Pour décrire la migration de valeur liée aux mécanismes numériques d'intermédiation, deux barbarismes ont vu le jour : "l'uberisation" et "la nestification". Dans sa série d'articles publiés sur son blog Opinions Libres "Comment éviter de se faire uberiser", l'expert et consultant en nouvelles technologiques Olivier Ezratty(1) revient sur ce double phénomène économique. " "Uberiser" désigne l'apparition d'une marque digitale en concurrence frontale avec le secteur traditionnel qui entraîne une fragilisation, voire la disparition à terme, du modèle économique et des acteurs historiques. " Amazon dans le commerce, Google dans la publicité, Netflix dans la vidéo, Square dans la banque et, bien sûr, Uber face aux taxis : progressivement, tous les services se digitalisent, faisant la part belle aux pure-players, plus agiles et moins contraints par des structures et des modèles économiques historiques.

" La "nestification" décrit le même phénomène de destruction et de migration de valeur mais, cette fois-ci, appliqué aux objets physiques ", précise Olivier Ezratty. Un marché au potentiel immense et qui concerne tant l'électroménager, les porte-clés, les porte-monnaies, l'éclairage, la santé, la surveillance, la joaillerie, le textile, etc. " Le CES (Consumer Electronic Show) était cette année une réelle foire aux objets, voire aux gadgets connectés. On assiste à une phase de bulle et d'innovation expérimentale. Reste à savoir quel standard émergera " , interroge l'expert. Un marché sur lequel Google devrait largement tirer son épingle du jeu : le moteur de recherche a racheté l'an dernier la start-up Nest, pour se positionner sur le marché de la maison intelligente.

(1) Après avoir passé 15 ans chez Microsoft où il crée notamment la Division développeurs et Plateforme d'entreprise, il lance son activité de conseil en stratégie et innovation en 2005. Il est aussi reconnu pour son activité de blogueur autour des thèmes de entrepreneuriat, des start-up, et de l'innovation.

Retrouvez notre série d'interviews consacrée à l'innovation :

- [RV Innovation] Nicolas Ferrary, Airbnb France : "Délivrer la meilleure expérience possible pour générer le maximum de bouche-à-oreille"

- [RV Innovation] Vincent Ducrey, cofondateur du Hub Institute : "Les nouveaux business models reposent sur la cross-fertilisation"

- [RV Innovation] Olivier Ezratty, consultant : "On vit une phase de bulle et d'innovation expérimentale"

- [RV Innovation] Rémy Poulachon, directeur de l'innovation, Sedona : "Tous les modèles de relation directe sont des modèles de rupture"

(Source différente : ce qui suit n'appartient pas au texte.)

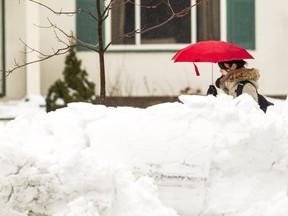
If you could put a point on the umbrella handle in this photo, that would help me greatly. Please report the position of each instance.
(196, 69)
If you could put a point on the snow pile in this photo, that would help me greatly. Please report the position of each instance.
(95, 160)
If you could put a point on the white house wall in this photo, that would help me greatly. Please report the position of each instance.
(149, 73)
(15, 29)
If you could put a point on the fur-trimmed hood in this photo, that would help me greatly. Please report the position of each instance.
(230, 82)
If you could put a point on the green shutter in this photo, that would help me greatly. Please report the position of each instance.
(86, 26)
(241, 23)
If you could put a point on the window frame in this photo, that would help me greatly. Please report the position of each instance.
(148, 47)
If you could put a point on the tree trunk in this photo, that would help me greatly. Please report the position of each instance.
(101, 54)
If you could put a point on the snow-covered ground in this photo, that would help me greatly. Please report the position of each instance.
(205, 156)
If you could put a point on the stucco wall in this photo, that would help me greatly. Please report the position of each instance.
(148, 73)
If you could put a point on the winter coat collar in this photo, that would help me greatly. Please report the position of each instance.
(241, 74)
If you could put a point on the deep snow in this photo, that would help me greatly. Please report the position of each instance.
(204, 156)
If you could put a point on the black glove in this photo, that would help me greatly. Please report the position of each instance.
(212, 90)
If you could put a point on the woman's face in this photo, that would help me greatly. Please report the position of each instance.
(228, 68)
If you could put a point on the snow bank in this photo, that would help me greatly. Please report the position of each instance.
(217, 156)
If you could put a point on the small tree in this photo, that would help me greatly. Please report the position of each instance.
(75, 87)
(102, 11)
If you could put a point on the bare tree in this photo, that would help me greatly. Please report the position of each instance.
(102, 13)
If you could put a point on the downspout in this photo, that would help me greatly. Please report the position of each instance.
(3, 92)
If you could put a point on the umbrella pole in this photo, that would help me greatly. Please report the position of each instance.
(212, 74)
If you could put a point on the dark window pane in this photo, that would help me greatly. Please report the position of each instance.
(123, 22)
(208, 21)
(86, 26)
(155, 12)
(241, 23)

Retrouvez en kiosque le numéro spécial innovation du magazine "Marketing"


4. Expérience utilisateur (UX)


Ergonomie, design, simplicité, cohérence, rapidité, intuitivité sont les maîtres-mots de l'expérience utilisateur (ou UX pour "User eXperience"). A un clic de n'importe quel service ou produit, le client est plus volatil et exigeant que jamais. Ne pas le décevoir, répondre à ses attentes, lui fournir le meilleur service possible est indispensable pour le fidéliser et le transformer en ambassadeur de sa marque. Pour délivrer cette expérience "sans couture", les start-up pratiquent la méthode du "Design thinking", une méthode d'innovation centrée sur l'utilisateur ("human centric design") et qui fait la synthèse pluridisciplinaire ente les compétences analytiques des ingénieurs et des professionnels du marketing et les compétences intuitives des créatifs.

5. Agilité


"Move fast, break things", clame Facebook. La souplesse et la rapidité d'action sont une des armes de poids de ces entreprises web. Elles ont adopté la méthode expérimentale et itérative du "lean start-up" : il ne s'agit pas d'attendre que le produit soit parfait, mais de travailler au mieux ses fonctionnalités principales et de savoir quelle population on veut cibler en premier. Une fois défini son MVP ("Minimum Viable Product"), la start-up se confronte au terrain pour, rapidement, ajuster et améliorer son produit grâce aux retours des utilisateurs.

6. Open-innovation

L'ouverture et la cross-fertilisation des compétences et des savoirs encouragent la créativité et l'innovation. Symbole de ce maillage, la Silicon Valley est l'écosystème le plus dense au monde avec ses universités et laboratoires de recherche, ses investisseurs (business angels, VC), ses incubateurs (Y Combinator). Le "hackaton" qui rassemblent créatifs, marketeurs et codeurs pour inventer ou améliorer un service web en un temps records participe de cette approche, qui fait du désilotage la règle et de la collaboration un impératif.

L'ouverture des API aux développeurs tiers est une autre tactique prisée des start-up pour enrichir leur service tout en faisant progresser leur part de marché. C'est la stratégie actuellement développée par Uber qui, après avoir ouvert son API en août dernier, offre désormais à toute application mobile la possibilité d'intégrer directement son service de réservation. Ce business model disruptif est une traduction de l'économie des réseaux : pour créer de la valeur, les start-up se développent sous la forme de "hub", d'écosystèmes et de plateformes de partenaires.